In United States v. Moore, No. 09-5935 (June 1, 2011), the Sixth Circuit rejected an Eighth Amendment challenge to a mandatory minimum fifteen-year sentence under the Armed Career Criminal Act (ACCA), 18 U.S.C. § 924(e).
The defendant argued that his sentence was cruel and unusual as applied to him specifically, i.e., because of “his reduced culpability resulting from mental retardation,” which “transform[ed] an otherwise constitutional sentence into an unconstitutional one.”
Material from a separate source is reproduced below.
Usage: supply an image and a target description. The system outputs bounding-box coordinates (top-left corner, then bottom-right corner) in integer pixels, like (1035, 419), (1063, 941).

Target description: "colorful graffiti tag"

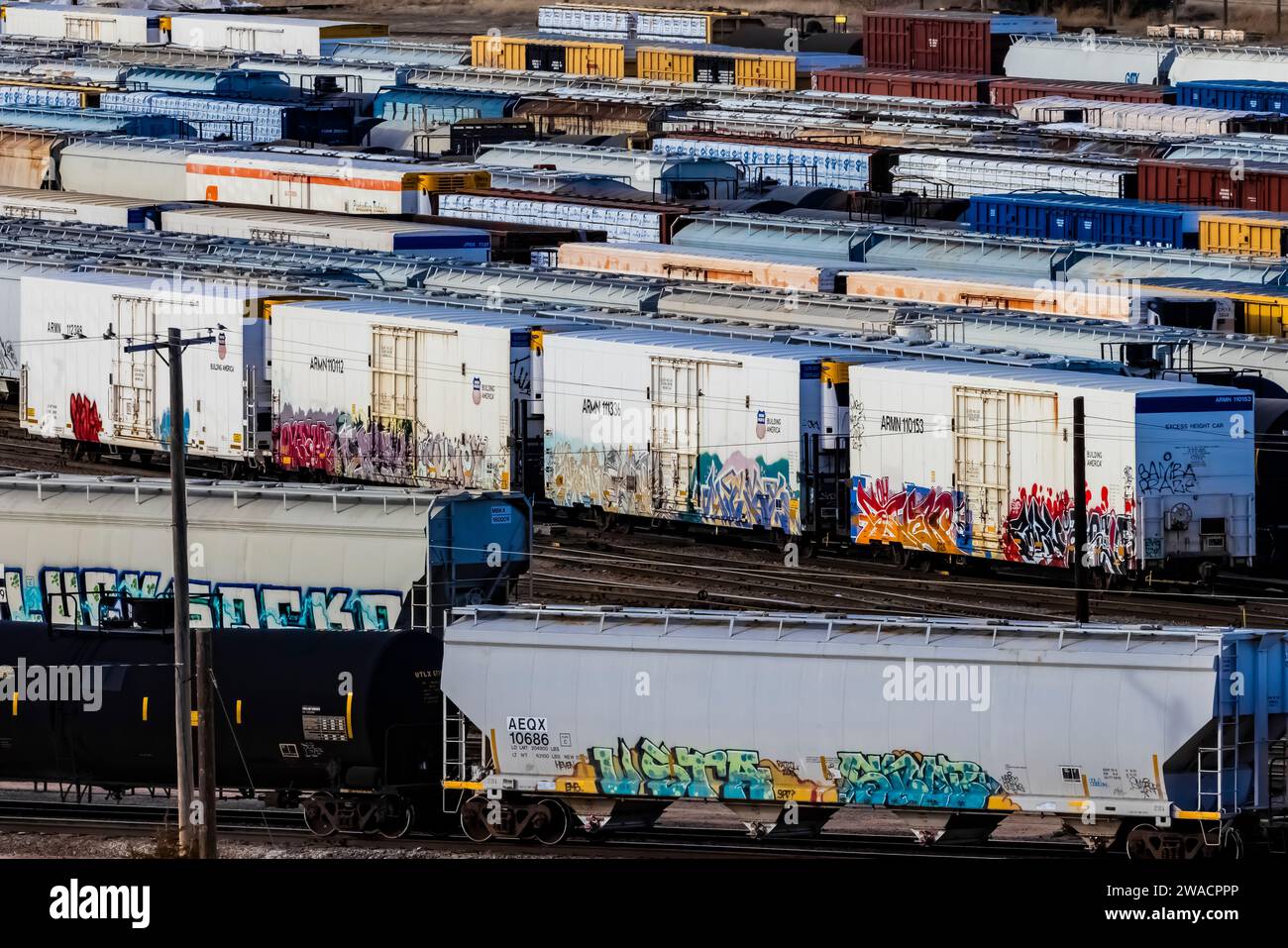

Affirming its earlier holding in United States v. Tucker, 204 F. App’x 518, 521 (6th Cir. 2006), the court found that “[i]mposing a mandatory minimum sentence on a defendant with limited mental capabilities does not violate the Eighth Amendment ban against cruel and unusual punishment.” The court acknowledged that in Atkins v. Virginia, 536 U.S. 304, 316 (2002), the Supreme Court held that mentally retarded defendants are “less culpable than average criminals” and therefore may not be executed. But Atkins rests on the premise that the “death penalty is ‘unique in its total irrevocability,’ ‘its rejection of rehabilitation of the convict as a basic purpose of criminal justice,’ and ‘its absolute renunciation of all that is embodied in our concept of humanity,’” (citations omitted), which "cannot be said of a statutorily-mandated sentence of fifteen years.”
The court also rejected the argument that the sentence is unconstitutional under Graham v. Florida, 130 S. Ct. 2011, 2030 (2010), explaining that Graham involved the “narrow” holding that “[t]he Eighth Amendment prohibits the sentence of life without parole for juvenile offenders who do not commit homicide.” As the defendant in Moore was neither a juvenile nor subject to a sentence of life without the possibility of parole, the court found the Graham analogy misplaced.